Trust us it never happened

Apple and Amazon.com have denied a Bloomberg Businessweek report claiming their systems had been infiltrated by malicious computer chips inserted by Chinese spooks.

Bloomberg cited 17 unidentified sources from intelligence agencies and business to support claims that Chinese spies had placed computer chips inside equipment used by about 30 companies and multiple U.S. government agencies, which would give Beijing secret access to internal networks.

However the denials have been strong from Apple and Amazon. “There is no truth” to claims in the story that Apple found malicious chips in its servers in 2015", Jobs' Mob said in a statement. “This is untrue”,  Amazon said in a blog post.

Bloomberg defended its reporting saying that 17  individual sources, including government officials and insiders at the companies, confirmed the manipulation of hardware and other elements of the attacks.

The report said that a unit of the Chinese People’s Liberation Army infiltrated the supply chain of computer hardware maker Super Micro Computer to plant malicious chips that could be used to steal corporate and government secrets.

Super Micro strongly denied that it sold servers to customers contained malicious microchips in the motherboards of those systems.
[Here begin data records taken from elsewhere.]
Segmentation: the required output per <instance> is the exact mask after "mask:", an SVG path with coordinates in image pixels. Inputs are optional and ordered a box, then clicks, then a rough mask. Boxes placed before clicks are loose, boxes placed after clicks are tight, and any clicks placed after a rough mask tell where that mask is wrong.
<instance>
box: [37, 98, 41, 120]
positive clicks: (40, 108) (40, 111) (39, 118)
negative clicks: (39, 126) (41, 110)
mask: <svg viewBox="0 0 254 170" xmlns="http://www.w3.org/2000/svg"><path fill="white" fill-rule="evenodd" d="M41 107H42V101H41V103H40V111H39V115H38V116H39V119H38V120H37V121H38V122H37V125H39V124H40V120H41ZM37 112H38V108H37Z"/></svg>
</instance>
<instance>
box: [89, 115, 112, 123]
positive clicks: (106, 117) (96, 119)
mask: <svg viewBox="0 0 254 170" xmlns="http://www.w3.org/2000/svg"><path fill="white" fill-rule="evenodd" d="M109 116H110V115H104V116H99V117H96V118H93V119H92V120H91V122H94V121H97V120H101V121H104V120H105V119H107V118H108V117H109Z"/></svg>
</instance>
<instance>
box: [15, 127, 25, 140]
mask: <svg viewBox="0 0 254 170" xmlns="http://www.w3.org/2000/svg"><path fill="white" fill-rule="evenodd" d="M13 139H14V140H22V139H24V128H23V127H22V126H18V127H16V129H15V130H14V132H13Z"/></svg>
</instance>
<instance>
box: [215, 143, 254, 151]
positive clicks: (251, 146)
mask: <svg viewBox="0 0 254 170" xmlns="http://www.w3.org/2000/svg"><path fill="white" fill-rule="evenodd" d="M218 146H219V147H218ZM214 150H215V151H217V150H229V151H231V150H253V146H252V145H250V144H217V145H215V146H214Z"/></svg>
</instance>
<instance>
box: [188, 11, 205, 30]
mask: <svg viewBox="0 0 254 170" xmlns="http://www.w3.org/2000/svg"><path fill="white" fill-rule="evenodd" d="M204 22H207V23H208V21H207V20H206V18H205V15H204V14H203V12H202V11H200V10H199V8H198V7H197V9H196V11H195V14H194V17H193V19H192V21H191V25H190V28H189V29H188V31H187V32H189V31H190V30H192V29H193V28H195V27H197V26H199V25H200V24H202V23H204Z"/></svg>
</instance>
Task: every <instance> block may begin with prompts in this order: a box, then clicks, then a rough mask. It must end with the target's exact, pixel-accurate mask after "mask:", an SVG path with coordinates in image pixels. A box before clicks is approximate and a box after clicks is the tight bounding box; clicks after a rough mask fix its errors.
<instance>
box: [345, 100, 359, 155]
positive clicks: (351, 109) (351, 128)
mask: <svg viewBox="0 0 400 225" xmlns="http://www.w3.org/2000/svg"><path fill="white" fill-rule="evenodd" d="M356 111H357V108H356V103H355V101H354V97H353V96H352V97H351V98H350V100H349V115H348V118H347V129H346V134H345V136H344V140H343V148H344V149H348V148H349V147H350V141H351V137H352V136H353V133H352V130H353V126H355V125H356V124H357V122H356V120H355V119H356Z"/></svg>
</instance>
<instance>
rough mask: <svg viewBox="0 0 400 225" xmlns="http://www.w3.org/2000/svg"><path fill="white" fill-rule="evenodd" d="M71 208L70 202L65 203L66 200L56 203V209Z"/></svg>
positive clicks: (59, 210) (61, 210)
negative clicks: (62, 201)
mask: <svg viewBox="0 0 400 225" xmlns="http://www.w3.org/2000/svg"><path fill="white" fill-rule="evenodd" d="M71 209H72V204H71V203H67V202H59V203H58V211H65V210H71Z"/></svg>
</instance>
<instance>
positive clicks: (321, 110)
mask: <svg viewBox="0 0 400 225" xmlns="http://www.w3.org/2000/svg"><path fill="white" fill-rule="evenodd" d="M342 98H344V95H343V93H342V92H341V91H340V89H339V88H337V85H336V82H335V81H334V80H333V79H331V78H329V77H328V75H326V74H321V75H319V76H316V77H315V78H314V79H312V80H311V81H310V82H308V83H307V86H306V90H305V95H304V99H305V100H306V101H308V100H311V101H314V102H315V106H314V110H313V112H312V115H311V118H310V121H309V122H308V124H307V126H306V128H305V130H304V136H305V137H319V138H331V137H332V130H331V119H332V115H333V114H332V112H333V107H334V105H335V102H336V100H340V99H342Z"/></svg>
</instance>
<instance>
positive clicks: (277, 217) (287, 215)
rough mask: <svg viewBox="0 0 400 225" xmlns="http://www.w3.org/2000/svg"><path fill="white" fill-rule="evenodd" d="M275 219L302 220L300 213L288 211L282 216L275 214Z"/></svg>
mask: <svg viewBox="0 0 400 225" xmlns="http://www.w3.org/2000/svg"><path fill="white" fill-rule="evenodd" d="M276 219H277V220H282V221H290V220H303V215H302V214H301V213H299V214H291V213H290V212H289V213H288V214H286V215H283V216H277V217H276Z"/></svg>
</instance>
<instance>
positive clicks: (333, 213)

It said it has never found any malicious chips, had not been informed that such chips were found by any customer, and never been contacted by government agencies on the matter.
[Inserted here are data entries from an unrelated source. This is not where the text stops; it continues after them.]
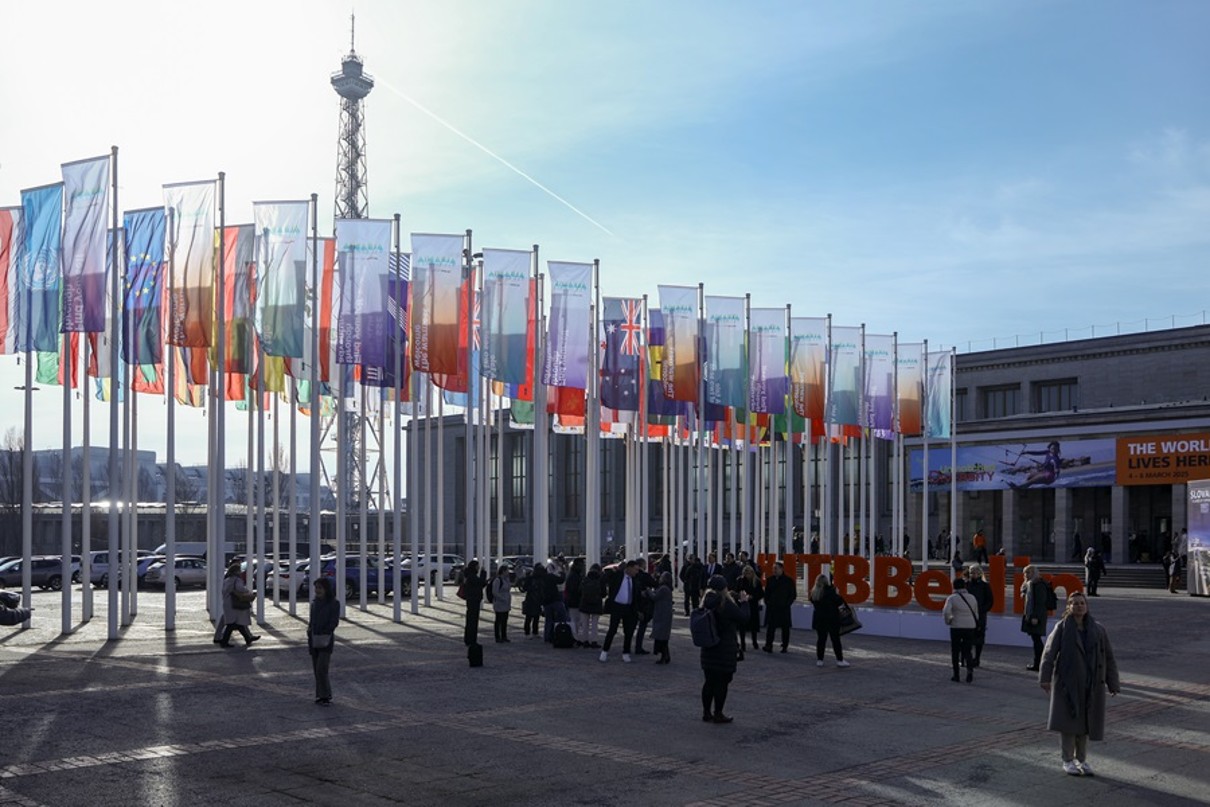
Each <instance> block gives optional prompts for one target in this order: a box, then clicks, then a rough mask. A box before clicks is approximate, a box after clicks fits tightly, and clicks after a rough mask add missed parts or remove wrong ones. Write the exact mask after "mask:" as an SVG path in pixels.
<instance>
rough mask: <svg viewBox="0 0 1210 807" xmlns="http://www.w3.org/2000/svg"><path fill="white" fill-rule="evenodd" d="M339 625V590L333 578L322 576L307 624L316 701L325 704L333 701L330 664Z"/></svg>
mask: <svg viewBox="0 0 1210 807" xmlns="http://www.w3.org/2000/svg"><path fill="white" fill-rule="evenodd" d="M338 624H340V603H338V601H336V592H335V590H334V589H333V586H332V581H330V580H328V578H327V577H321V578H319V580H317V581H315V599H313V600H311V616H310V618H309V619H307V624H306V644H307V649H309V650H310V651H311V669H312V671H313V673H315V702H316V703H318V704H319V705H322V707H325V705H328V704H329V703H332V681H329V680H328V667H329V665H330V664H332V650H333V647H334V646H335V641H336V635H335V634H336V626H338Z"/></svg>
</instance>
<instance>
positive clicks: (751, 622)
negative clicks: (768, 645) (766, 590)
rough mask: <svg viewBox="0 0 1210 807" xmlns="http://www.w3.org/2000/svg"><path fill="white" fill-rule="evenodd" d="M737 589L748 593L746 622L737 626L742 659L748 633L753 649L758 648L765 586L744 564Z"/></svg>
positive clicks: (741, 656)
mask: <svg viewBox="0 0 1210 807" xmlns="http://www.w3.org/2000/svg"><path fill="white" fill-rule="evenodd" d="M737 589H738V590H739V592H742V593H744V594H747V595H748V622H745V623H744V624H743V626H741V628H739V658H741V661H743V657H744V647H745V646H747V644H748V634H751V638H753V650H760V601H761V600H764V599H765V587H764V586H762V584H761V582H760V577H757V576H756V570H755V569H753V567H751V566H744V570H743V572H741V575H739V583H738V584H737Z"/></svg>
Bloomberg said that Amazon uncovered the malicious chips in 2015 when examining servers manufactured by a company known as Elemental Technologies which Amazon eventually acquired.
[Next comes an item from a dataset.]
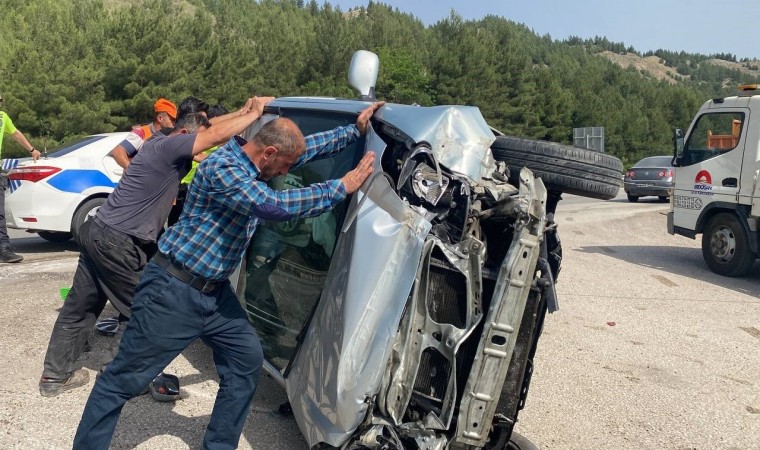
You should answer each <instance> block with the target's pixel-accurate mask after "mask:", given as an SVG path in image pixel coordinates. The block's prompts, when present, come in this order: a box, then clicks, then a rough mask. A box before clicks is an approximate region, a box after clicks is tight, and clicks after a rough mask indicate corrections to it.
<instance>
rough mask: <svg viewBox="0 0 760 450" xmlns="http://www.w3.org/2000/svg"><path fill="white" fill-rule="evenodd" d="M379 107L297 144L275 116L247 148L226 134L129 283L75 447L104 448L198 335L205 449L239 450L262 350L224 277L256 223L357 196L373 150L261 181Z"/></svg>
mask: <svg viewBox="0 0 760 450" xmlns="http://www.w3.org/2000/svg"><path fill="white" fill-rule="evenodd" d="M382 104H383V103H382V102H378V103H375V104H373V105H371V106H370V107H368V108H367V109H365V110H364V111H362V113H361V114H360V115H359V117H358V119H357V121H356V125H349V126H347V127H338V128H336V129H334V130H331V131H327V132H323V133H318V134H316V135H312V136H309V137H308V138H306V139H304V137H303V135H302V134H301V132H300V130H299V129H298V127H297V126H296V124H295V123H294V122H292V121H291V120H289V119H286V118H278V119H275V120H273V121H271V122H268V123H267V124H265V125H264V126H263V127H262V128H261V130H260V131H259V132H258V133H257V134H256V136H254V138H253V139H252V140H251V141H250V142H247V141H245V140H244V139H242V138H240V137H234V138H233V139H231V140H230V141H229V142H228V143H227V144H225V145H224V146H222V147H220V148H219V149H218V150H217V151H216V152H214V153H213V154H211V155H210V156H209V157H208V158H206V160H205V161H204V162H203V163H202V164H201V165H200V166H198V170H197V172H196V174H195V177H194V178H193V181H192V184H191V185H190V188H189V190H188V194H187V199H186V203H185V209H184V211H183V212H182V215H181V216H180V218H179V221H178V222H177V223H176V224H175V225H174V226H172V227H171V228H169V230H168V231H167V232H166V233H165V234H164V236H163V237H162V238H161V239H160V240H159V242H158V247H159V253H158V254H156V256H154V257H153V259H152V260H151V261H150V262H149V263H148V265H147V266H146V269H145V271H144V273H143V276H142V278H141V280H140V283H139V284H138V286H137V289H136V292H135V297H134V301H133V306H132V317H131V319H130V321H129V325H128V326H127V329H126V331H125V332H124V336H123V338H122V341H121V346H120V347H119V353H118V354H117V355H116V358H115V359H114V360H113V362H112V363H111V364H110V365H109V366H108V367H107V369H106V370H105V372H104V373H103V375H102V376H100V377H99V378H98V380H97V382H96V383H95V387H94V388H93V390H92V393H91V394H90V398H89V399H88V401H87V406H86V407H85V410H84V413H83V414H82V420H81V421H80V423H79V428H78V430H77V434H76V437H75V438H74V448H75V449H80V448H81V449H84V448H87V449H104V450H105V449H107V448H108V446H109V444H110V442H111V437H112V435H113V432H114V429H115V428H116V423H117V421H118V418H119V414H120V412H121V408H122V407H123V405H124V403H126V401H127V400H128V399H130V398H131V397H134V396H135V395H137V394H138V393H139V392H140V391H141V390H142V389H143V388H144V387H145V386H146V385H147V384H148V383H149V382H150V381H151V380H152V379H153V378H154V377H155V376H156V375H157V374H158V373H159V372H160V371H161V369H163V368H164V367H165V366H166V365H167V364H169V363H170V362H171V361H172V360H173V359H174V358H175V357H176V356H177V355H179V354H180V353H181V352H182V351H183V350H184V349H185V348H186V347H187V346H188V345H189V344H190V343H192V342H193V341H194V340H196V339H197V338H199V337H202V338H203V340H204V342H206V343H207V344H208V345H209V346H211V348H212V350H213V353H214V362H215V363H216V369H217V372H218V374H219V378H220V385H219V391H218V393H217V398H216V403H215V404H214V410H213V412H212V413H211V419H210V422H209V425H208V429H207V430H206V435H205V437H204V442H203V448H204V449H209V450H214V449H232V448H237V445H238V441H239V439H240V434H241V432H242V429H243V425H244V424H245V419H246V416H247V415H248V412H249V410H250V406H251V400H252V399H253V394H254V392H255V390H256V384H257V382H258V377H259V372H260V370H261V366H262V363H263V354H262V349H261V343H260V342H259V339H258V337H257V336H256V333H255V331H254V330H253V327H252V326H251V325H250V323H249V322H248V318H247V315H246V313H245V311H244V310H243V308H242V307H241V306H240V303H239V302H238V299H237V296H236V295H235V292H234V291H233V290H232V286H231V284H230V282H229V280H228V277H229V276H230V274H231V273H232V272H233V271H234V269H235V267H236V266H237V264H238V263H239V261H240V260H241V258H242V256H243V252H244V251H245V248H246V247H247V246H248V243H249V242H250V239H251V236H252V235H253V233H254V231H255V229H256V225H257V222H258V220H259V219H267V220H279V221H287V220H291V219H293V218H296V217H312V216H317V215H319V214H322V213H324V212H326V211H328V210H330V209H332V208H333V207H334V206H335V205H337V204H338V203H340V202H341V201H343V200H344V199H345V198H346V196H347V195H348V194H351V193H353V192H356V191H357V190H358V189H359V187H360V186H361V184H362V183H363V182H364V180H365V179H366V178H367V177H368V176H369V175H370V174H371V173H372V165H373V163H374V159H375V156H374V153H371V152H369V153H367V154H366V155H364V157H363V158H362V160H361V161H360V162H359V164H358V165H357V167H356V168H355V169H354V170H352V171H350V172H348V173H347V174H346V175H345V176H344V177H343V178H341V179H339V180H329V181H326V182H324V183H317V184H313V185H311V186H309V187H305V188H300V189H291V190H286V191H275V190H272V189H271V188H269V187H268V186H267V184H266V180H269V179H270V178H272V177H275V176H278V175H284V174H286V173H288V171H289V170H290V169H291V168H294V167H297V166H299V165H301V164H303V163H305V162H306V161H309V160H311V159H317V158H324V157H329V156H331V155H334V154H336V153H338V152H339V151H340V150H342V149H343V148H345V147H346V146H347V145H348V144H350V143H352V142H353V141H354V140H356V139H358V138H359V137H360V136H361V135H363V134H364V133H365V132H366V130H367V126H368V124H369V119H370V117H371V116H372V114H373V113H374V111H375V110H377V108H379V107H380V106H382Z"/></svg>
The investigation found that Elemental servers, which were assembled by Super Micro, were tainted with tiny microchips that were not part of their design. Amazon reported the matter to US authorities, who determined that the chips allowed attackers to create “a stealth doorway” into networks using those servers, the story said.

AWS told Bloomberg it had reviewed its records related to the Elemental acquisition and “found no evidence to support claims of malicious chips or hardware modification”.

Bloomberg said Apple in 2015 found malicious chips in servers it purchased from the hardware maker, citing three unidentified company insiders.